Sunday, September 27, 2020
#271 / Resistance By Insistence
A rather terrifying article is set to appear as the cover story in the November 2020 edition of The Atlantic magazine.* Because the article is timely - and important - The Atlantic has made it available in a "special preview." Just click this link to read it. There may be a paywall problem that gets in the way, if you are not a subscriber, but see if you can track it down. It is not a short article, but it is a worthwhile one. There has already been quite a lot of press discussion about it.
The article I am referencing is by Barton Gellman, and is titled, "The Election That Could Break America." Essentially, the article examines how a president who is determined "never to concede" can bring the nation to a Constitutional crisis, with very uncertain outcomes. As you may have read in my blog posting yesterday, at least some people think that the expected outcomes aren't that uncertain at all. If the president refuses to concede, and plunges the nation into a Constitutional crisis, these people think that "civil war" will result.
I am arguing against that, of course. I refused to go to Vietnam to kill people, and I am not going to stand around and watch video games come to life in the streets of America - not without trying to stop that from happening, at least.

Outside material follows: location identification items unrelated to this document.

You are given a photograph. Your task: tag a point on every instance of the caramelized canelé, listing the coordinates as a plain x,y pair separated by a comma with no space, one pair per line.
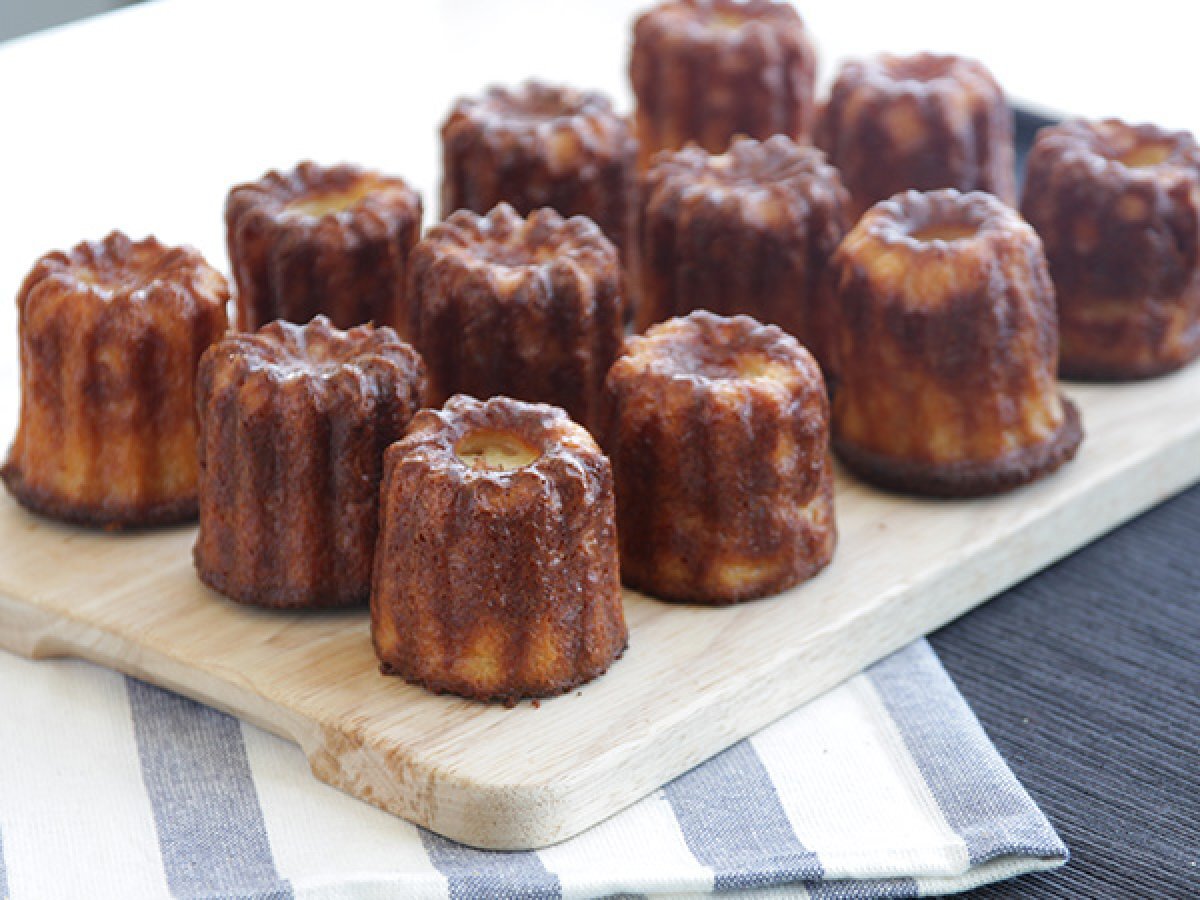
1119,210
749,231
111,334
947,348
497,570
322,240
719,439
923,123
527,307
706,70
540,145
294,421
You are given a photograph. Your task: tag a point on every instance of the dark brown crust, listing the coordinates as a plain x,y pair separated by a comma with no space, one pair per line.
969,479
747,232
1123,246
349,265
497,585
111,516
294,421
697,79
924,123
531,309
946,348
540,145
724,479
109,339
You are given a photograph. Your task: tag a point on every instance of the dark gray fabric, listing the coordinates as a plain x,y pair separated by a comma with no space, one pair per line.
735,823
1087,679
205,807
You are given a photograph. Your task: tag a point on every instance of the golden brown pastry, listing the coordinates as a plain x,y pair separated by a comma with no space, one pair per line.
1119,211
947,348
749,231
706,70
294,421
497,573
719,439
111,334
322,240
528,307
923,121
540,145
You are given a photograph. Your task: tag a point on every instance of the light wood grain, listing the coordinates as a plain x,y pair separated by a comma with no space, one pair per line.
693,682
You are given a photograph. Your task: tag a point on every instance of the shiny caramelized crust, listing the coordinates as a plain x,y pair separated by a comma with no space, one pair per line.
719,439
497,574
1119,210
947,348
924,121
706,70
322,240
531,309
294,421
109,337
749,232
540,145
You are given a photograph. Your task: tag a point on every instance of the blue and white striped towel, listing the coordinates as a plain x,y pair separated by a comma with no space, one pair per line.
886,786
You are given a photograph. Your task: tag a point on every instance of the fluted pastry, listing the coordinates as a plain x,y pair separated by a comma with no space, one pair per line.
719,439
706,70
540,145
111,334
1117,207
528,307
294,421
497,573
322,240
749,231
947,348
922,123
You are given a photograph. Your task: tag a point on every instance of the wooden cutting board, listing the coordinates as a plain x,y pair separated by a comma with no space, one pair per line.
693,682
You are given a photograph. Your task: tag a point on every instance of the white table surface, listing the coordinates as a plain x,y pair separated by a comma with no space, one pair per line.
143,119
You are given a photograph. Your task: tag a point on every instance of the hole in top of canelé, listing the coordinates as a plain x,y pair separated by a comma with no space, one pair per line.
1146,155
493,450
919,69
324,203
945,232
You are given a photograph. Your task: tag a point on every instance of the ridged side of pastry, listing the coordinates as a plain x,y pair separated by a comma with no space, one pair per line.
497,583
111,335
922,123
706,70
947,348
331,241
749,231
529,309
1119,211
540,145
719,438
294,426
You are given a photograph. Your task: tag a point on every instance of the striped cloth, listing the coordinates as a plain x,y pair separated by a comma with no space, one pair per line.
885,787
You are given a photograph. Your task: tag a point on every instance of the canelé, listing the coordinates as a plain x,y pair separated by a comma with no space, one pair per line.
749,231
1119,211
922,123
109,335
540,145
947,348
706,70
526,307
322,240
719,439
294,421
497,574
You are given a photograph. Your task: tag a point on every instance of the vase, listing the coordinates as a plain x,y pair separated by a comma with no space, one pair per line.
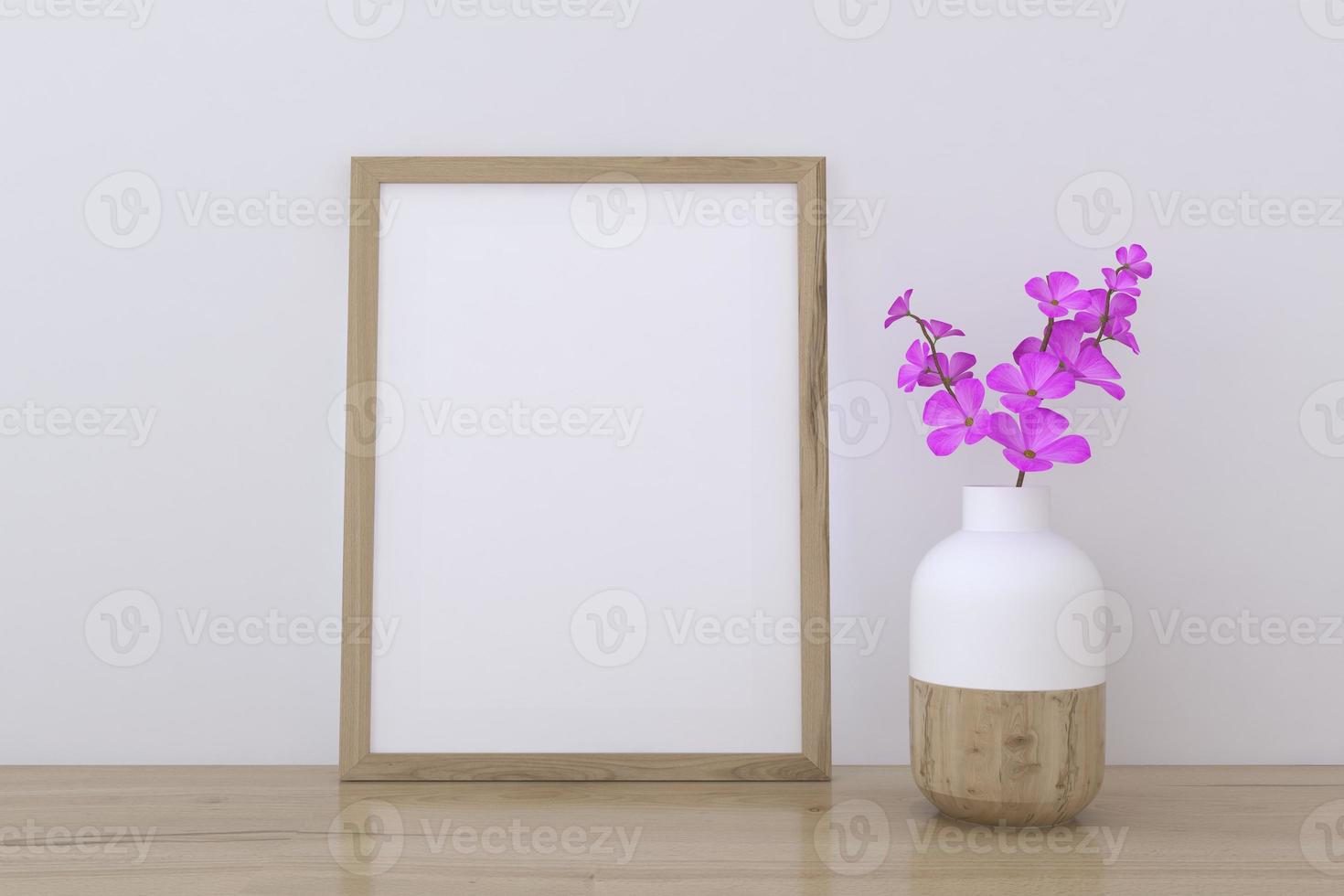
1007,693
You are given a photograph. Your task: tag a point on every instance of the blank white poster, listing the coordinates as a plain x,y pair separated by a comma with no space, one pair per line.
586,513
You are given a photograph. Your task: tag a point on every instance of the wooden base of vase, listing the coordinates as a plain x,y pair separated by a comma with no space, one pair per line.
1017,758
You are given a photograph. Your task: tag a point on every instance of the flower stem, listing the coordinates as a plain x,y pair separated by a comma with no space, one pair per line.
937,367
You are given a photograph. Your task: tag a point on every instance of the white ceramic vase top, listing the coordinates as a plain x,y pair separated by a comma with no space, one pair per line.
989,603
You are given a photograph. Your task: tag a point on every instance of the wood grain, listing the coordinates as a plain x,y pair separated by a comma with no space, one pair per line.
357,759
1020,758
300,832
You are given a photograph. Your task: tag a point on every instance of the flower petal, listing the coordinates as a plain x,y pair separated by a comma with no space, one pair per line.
971,397
938,329
1058,384
1115,389
1006,378
960,364
1064,340
1026,464
1093,364
1003,429
946,440
1038,368
980,429
1072,449
1041,426
1019,403
1038,289
940,410
1062,283
1029,344
1123,305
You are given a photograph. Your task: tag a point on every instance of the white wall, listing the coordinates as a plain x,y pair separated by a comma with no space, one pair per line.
1217,497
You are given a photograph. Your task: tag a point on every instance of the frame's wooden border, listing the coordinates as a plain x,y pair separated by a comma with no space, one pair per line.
814,763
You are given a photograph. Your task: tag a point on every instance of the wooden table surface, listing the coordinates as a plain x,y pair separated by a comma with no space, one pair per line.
296,830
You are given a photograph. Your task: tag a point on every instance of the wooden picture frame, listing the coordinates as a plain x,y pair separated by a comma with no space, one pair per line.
357,762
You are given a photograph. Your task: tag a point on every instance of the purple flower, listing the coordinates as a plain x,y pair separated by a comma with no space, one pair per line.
900,308
1118,331
921,369
1032,441
1121,306
1133,257
955,369
1121,281
957,421
938,329
1085,361
918,364
1057,294
1034,378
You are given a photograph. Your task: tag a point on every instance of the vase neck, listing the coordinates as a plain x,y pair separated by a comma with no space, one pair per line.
1004,509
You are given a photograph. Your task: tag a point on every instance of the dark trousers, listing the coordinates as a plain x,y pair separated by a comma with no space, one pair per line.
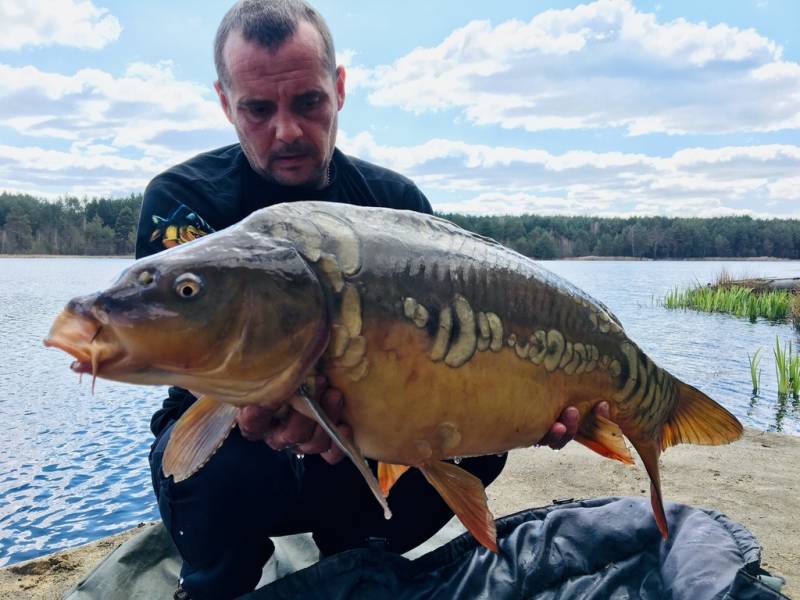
222,517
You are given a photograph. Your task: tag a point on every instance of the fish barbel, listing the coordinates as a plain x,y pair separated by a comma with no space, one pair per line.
444,344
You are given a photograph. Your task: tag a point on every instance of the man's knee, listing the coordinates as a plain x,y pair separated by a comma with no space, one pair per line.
220,517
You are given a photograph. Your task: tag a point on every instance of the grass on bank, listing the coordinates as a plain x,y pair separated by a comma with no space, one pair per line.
774,305
727,295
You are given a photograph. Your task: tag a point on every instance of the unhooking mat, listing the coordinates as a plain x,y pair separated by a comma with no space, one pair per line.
600,548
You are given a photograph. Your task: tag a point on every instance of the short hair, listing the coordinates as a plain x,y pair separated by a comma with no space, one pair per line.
269,23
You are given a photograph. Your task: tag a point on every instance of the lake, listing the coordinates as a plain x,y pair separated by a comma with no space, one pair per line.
73,465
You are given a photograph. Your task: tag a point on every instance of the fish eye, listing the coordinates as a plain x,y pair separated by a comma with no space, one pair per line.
188,285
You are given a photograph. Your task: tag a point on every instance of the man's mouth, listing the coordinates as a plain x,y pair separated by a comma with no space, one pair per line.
289,160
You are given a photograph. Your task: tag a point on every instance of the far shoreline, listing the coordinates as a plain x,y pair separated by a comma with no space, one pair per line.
588,258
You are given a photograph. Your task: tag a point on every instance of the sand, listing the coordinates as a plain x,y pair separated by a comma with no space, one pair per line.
755,481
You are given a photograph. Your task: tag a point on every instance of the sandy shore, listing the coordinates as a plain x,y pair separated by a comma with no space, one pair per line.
755,481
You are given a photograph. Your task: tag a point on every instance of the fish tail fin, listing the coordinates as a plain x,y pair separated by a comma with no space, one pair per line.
649,452
465,495
697,419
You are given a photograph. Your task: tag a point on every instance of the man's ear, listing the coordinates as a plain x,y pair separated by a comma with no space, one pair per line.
340,77
223,100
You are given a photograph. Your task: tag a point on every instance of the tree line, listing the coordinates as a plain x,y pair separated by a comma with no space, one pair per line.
107,226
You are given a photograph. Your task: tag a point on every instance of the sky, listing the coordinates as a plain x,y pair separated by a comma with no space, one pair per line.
608,108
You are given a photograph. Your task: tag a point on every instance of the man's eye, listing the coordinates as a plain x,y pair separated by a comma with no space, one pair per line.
258,111
310,102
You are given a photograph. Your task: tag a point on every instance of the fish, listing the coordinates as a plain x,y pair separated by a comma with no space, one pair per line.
445,344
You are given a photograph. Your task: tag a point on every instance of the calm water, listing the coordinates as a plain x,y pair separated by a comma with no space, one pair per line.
73,466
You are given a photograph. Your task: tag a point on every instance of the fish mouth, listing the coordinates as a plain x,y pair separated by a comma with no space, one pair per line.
79,337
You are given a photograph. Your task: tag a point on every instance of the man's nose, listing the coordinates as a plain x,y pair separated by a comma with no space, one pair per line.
287,129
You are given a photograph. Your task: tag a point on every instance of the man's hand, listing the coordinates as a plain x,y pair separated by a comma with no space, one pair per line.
294,430
566,427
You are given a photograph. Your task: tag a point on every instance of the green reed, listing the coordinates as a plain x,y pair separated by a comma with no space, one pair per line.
782,366
740,301
755,369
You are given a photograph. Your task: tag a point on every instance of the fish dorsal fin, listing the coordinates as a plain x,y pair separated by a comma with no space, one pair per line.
465,495
697,419
309,407
196,436
388,474
604,437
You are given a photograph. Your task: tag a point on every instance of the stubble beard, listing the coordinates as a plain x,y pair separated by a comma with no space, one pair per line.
318,177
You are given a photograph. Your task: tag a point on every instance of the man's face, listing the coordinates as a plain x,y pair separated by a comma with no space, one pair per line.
284,106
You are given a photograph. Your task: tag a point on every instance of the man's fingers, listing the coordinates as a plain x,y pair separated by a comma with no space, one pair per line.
563,430
601,409
334,454
297,429
570,417
255,421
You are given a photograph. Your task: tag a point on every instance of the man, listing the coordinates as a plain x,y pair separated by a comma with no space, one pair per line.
281,89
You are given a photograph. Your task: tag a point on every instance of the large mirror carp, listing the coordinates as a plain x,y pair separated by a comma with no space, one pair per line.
444,343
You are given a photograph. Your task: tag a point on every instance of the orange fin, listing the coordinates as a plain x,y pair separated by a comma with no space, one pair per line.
697,419
197,435
649,452
465,495
604,437
388,474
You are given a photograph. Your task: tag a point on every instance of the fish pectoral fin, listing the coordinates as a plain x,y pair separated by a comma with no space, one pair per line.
649,452
604,437
307,405
196,436
465,495
388,474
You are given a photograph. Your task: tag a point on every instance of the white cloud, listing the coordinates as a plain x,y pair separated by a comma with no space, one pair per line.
603,64
147,109
110,134
55,22
499,180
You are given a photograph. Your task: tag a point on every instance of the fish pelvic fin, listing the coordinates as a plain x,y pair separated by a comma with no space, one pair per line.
196,436
604,437
465,495
308,406
697,419
388,474
649,452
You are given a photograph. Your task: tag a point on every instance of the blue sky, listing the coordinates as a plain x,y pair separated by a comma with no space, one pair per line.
614,107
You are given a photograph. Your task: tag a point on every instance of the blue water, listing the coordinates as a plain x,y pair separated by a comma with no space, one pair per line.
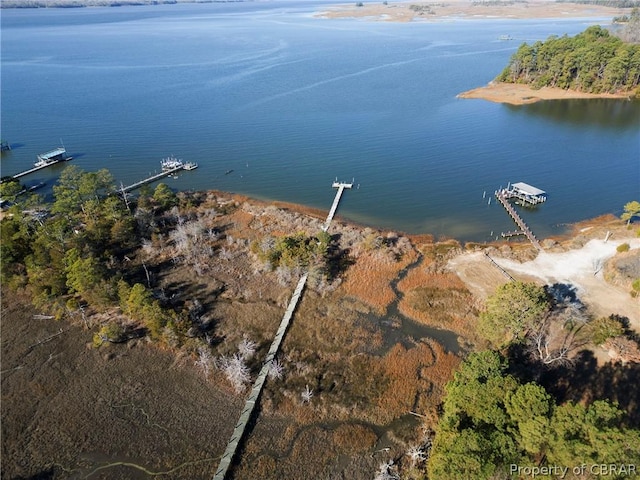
289,101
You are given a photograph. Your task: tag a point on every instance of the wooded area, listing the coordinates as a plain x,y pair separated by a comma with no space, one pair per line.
593,61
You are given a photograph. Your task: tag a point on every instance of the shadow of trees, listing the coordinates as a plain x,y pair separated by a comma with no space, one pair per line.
583,380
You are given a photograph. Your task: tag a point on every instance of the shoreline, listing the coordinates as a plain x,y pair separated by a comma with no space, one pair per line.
519,94
466,10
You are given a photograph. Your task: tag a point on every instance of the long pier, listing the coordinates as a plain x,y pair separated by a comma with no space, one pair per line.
340,186
153,178
252,400
501,195
35,169
256,390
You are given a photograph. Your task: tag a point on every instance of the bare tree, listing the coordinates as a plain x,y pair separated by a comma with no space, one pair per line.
275,369
416,455
387,471
205,360
235,370
247,348
306,395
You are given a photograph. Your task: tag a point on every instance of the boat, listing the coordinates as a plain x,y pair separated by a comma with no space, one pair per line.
190,166
54,156
171,163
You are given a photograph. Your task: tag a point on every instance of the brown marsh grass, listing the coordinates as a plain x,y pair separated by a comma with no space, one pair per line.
438,299
370,278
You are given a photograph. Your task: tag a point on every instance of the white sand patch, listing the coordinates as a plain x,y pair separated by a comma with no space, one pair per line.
571,265
582,268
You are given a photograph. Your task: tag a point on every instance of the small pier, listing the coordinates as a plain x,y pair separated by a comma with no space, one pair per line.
46,160
252,400
256,390
150,179
340,186
525,193
166,171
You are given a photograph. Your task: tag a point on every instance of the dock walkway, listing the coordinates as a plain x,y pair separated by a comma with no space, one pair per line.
35,169
340,186
150,179
502,196
252,400
256,390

I am of the opinion that there are a lot of people just like me. "Civil war" is not the right response to the kind of conflicts that Gellman identifies, even admitting that these potential conflicts pose truly terrible problems. Giving in and giving up to an authoritarian assertion of power isn't the right thing, either.
What, then, is the correct response? If an unconstitutional and illegal ururpation of democratic self-government is attempted, isn't resistance required?
Well, yes. I think it is, but let's get our definitions right. "Resistance" and "violence" are not the same thing.
One of the "Five Guys" upon whom I rely suggests "insistence" is the best form of "resistance." That's Gandhi, and I'm sticking with Gandhi and Martin Luther King, Jr., who was of exactly the same mind. Gandhi had a special word to describe the process he advises to combat injustice. "Satyagraha" is Gandhi's word. It means "clinging to the truth." It means "insisting" on what is right.
If the crisis comes, as Gellman suggests is a real possibility, we need to refuse to accede to what is not "true," and we are not limited to standing by and watching how democracy dies, either. In fact, we can "insist" that the right thing be done, and refuse to capitulate to any attempt to destroy our democracy by illegitimate claims and the imposition of force. Thousands and tens of thousands of nonviolent actions, as a response to an unjust and authoritarian claim of power, is the response that I propose.
Of course, that kind of response is the opposite of "passive." Ir requires us to set aside our normal activities, and it requires us to put our lives on the line too. We will do that, when the crisis comes, only if we value our collective life together - our country - as a higher priority than our individual safety and convenience. Patriots have to be willing to die for their country, we're told. I think that's right.
But being willing to die for our country is a a lot different thing from being willing to kill for it. I am not going to kill for democracy, because that isn't how democracy will be preserved.
We need to insist that we will not tolerate the theft of our government. Insistence is resistance, and that's what we have got to be ready to do - clearly, forcefully, and for as long as it takes - if the worst thing happens.
*Other recent articles make many of the same points that Gellman does. John Cassidy's short article from The New Yorker is titled, "Donald Trump is Attacking American Democracy at Its Core." Jeffrey Toobin's article in The New Yorker is "The Legal Fight Awaiting Us After The Election."